Wednesday, July 8, 2020


We're well and truly entrenched in another heat wave. Where not a day has gone by for the past week under 30C, most edging up to 32C and beyond. Up to 35C on Friday, with high humidity, we're informed, as the province has issued a heat warning. So humid and overheated last night that at midnight the temperature had fallen only to 26C. But then, rain rolled in, with one heavy wave after another consuming the night-time hours.


When we woke at half-past six, it was to an utterly drenched world. The rain had finally stopped but rain filled every minuscule loop in the screen of the sliding glass doors. The sky was clearing, but still looked unsettled, though a few rays of sun began sparking up the droplets lingering everywhere. We decided to get back in bed to snooze for another hour, and Jackie and Jillie were all for it.


There are many people living without air conditioning and in this weather with these temperatures it's difficult. Truth to tell before we had air conditioning ourselves we just did a mental shrug over the heat, as part of summer, which it is. Our daughter wouldn't thank you for air conditioning, preferring to enjoy her summers as is, as we did for most of our lives. Our granddaughter has a different opinion altogether. The city has opened a number of cooling centres where people can go to cool off, as well as a few outdoor area pools.


It is now official in Ottawa as it is in Toronto and soon Montreal, that people are expected to wear protective face masks when entering public interiors. Most people have been doing so on their own initiative in any event. Commercial, retail establishments and social centres are expected to post signage, suggest people unmasked wear a mask, and the public transportation system requires mask-wearing, going to the trouble of handing out disposable masks for people who enter the system unmasked.


When we finally set out for the ravine at eight, walking up the street to access the ravine entrance felt as though we were making our way through a tropical forest, our bodies rebelling against the moistly cloistered effect. We could see nor feel no movement of wind either on our skin, our lifting our eyes to the forest canopy as we approached.

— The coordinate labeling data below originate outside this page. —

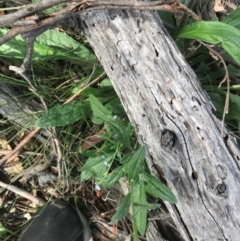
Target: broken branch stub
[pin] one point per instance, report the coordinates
(173, 118)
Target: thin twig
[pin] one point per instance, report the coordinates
(23, 193)
(19, 146)
(85, 87)
(225, 79)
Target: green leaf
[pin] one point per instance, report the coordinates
(85, 175)
(49, 45)
(147, 206)
(122, 210)
(233, 18)
(136, 163)
(218, 33)
(97, 166)
(121, 132)
(15, 48)
(61, 115)
(99, 110)
(62, 46)
(2, 230)
(113, 177)
(157, 189)
(139, 214)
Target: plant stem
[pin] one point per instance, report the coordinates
(135, 231)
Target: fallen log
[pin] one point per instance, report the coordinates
(173, 118)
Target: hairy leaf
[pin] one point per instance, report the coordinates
(214, 32)
(61, 115)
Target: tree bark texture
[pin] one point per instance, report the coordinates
(173, 118)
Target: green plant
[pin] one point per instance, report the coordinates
(224, 49)
(111, 164)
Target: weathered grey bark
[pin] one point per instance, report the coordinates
(173, 118)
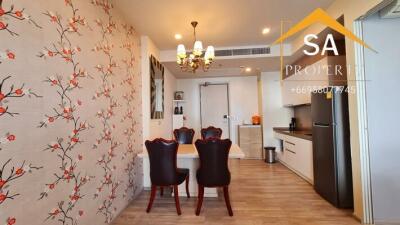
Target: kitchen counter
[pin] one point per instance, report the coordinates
(303, 134)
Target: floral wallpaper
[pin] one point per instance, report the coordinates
(70, 112)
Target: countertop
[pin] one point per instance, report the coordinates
(303, 134)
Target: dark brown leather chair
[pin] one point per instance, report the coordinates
(163, 169)
(213, 171)
(184, 135)
(211, 132)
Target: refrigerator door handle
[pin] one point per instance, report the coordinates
(321, 125)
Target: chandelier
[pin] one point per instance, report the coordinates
(192, 61)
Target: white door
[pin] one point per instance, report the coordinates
(214, 106)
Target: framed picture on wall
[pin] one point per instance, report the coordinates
(178, 95)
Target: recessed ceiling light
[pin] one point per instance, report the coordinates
(266, 30)
(178, 36)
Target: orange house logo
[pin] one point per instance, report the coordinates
(320, 16)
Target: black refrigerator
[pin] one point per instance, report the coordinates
(331, 146)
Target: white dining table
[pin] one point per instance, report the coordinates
(188, 157)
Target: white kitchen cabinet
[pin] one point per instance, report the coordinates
(297, 155)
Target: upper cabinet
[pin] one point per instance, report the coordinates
(300, 83)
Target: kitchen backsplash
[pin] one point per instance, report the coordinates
(303, 117)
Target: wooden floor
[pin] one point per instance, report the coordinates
(261, 194)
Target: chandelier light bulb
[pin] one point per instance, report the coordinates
(192, 60)
(181, 51)
(198, 48)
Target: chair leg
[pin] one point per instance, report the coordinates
(227, 200)
(176, 195)
(152, 196)
(200, 199)
(187, 186)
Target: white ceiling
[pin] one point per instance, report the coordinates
(221, 22)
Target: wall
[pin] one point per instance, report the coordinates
(243, 100)
(351, 10)
(303, 117)
(69, 112)
(383, 111)
(156, 128)
(274, 114)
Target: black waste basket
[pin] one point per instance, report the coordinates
(269, 153)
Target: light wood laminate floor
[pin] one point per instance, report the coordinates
(261, 194)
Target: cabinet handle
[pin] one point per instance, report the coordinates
(290, 143)
(290, 151)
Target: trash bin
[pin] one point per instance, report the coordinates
(269, 154)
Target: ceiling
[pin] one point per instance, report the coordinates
(221, 22)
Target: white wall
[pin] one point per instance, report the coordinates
(242, 96)
(155, 128)
(274, 114)
(383, 112)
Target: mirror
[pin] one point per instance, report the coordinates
(156, 88)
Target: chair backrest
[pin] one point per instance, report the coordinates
(184, 135)
(211, 132)
(213, 153)
(162, 156)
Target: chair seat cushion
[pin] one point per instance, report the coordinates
(182, 174)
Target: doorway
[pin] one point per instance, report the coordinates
(214, 107)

And then the somewhat cooler confines of the ravine welcomed us. My husband tarried briefly to pluck a few ripe raspberries for Jackie and Jillie and then we descended into the ravine. The creek was running full and muddy, the faintest curtain of mist rising over it. A song sparrow was singing somewhere nearby, and otherwise there was an eerie stillness over the landscape, as though the heat that had descended despite last night's rain, had clamped a damp lid tightly over everything.


Jackie and Jillie, so eager normally to rush ahead, when it's hot and humid like this, tend to lag behind. Which doesn't stop them from sniffing here and there, and Jackie from regularly lifting his leg to leave his calling card in response to the many others they detect when they sniff enquiringly at the vegetation beside the trail or for that matter any height-prominent object that seems to welcome the attention of passing male dogs.


It's a good year for much of the vegetation growing throughout the forest. The perfect combination of sun, warmth and rain, after a cooler-than-normal spring. Last winter's snowpack left just the right amount of snowmelt to irrigate the forest, giving it a good start, albeit a late one given the winter cold reticent to leave as spring arrived.


We've never in other years, seen so many sumacs popping up everywhere. And thimbleberry bushes. And ashes struggling to reassert their presence after losing out to the emerald ash borer. We noticed a rare elm looking in pretty good shape; young and vigorous, and had to look twice to make certain we weren't mistaking it for a hackberry in view of the fact that Dutch elm disease had devastated the stately old elms of this region.


Roaming about the trails through the forest we were quite aware of the heat, but not devastated by it, thanks to the deep shade of the overhanging trees. When we offered water to Jackie and Jillie neither was interested. And when we arrived back home they performed their usual little patrol through the garden at the front of the porch, before we hauled ourselves indoors for breakfast.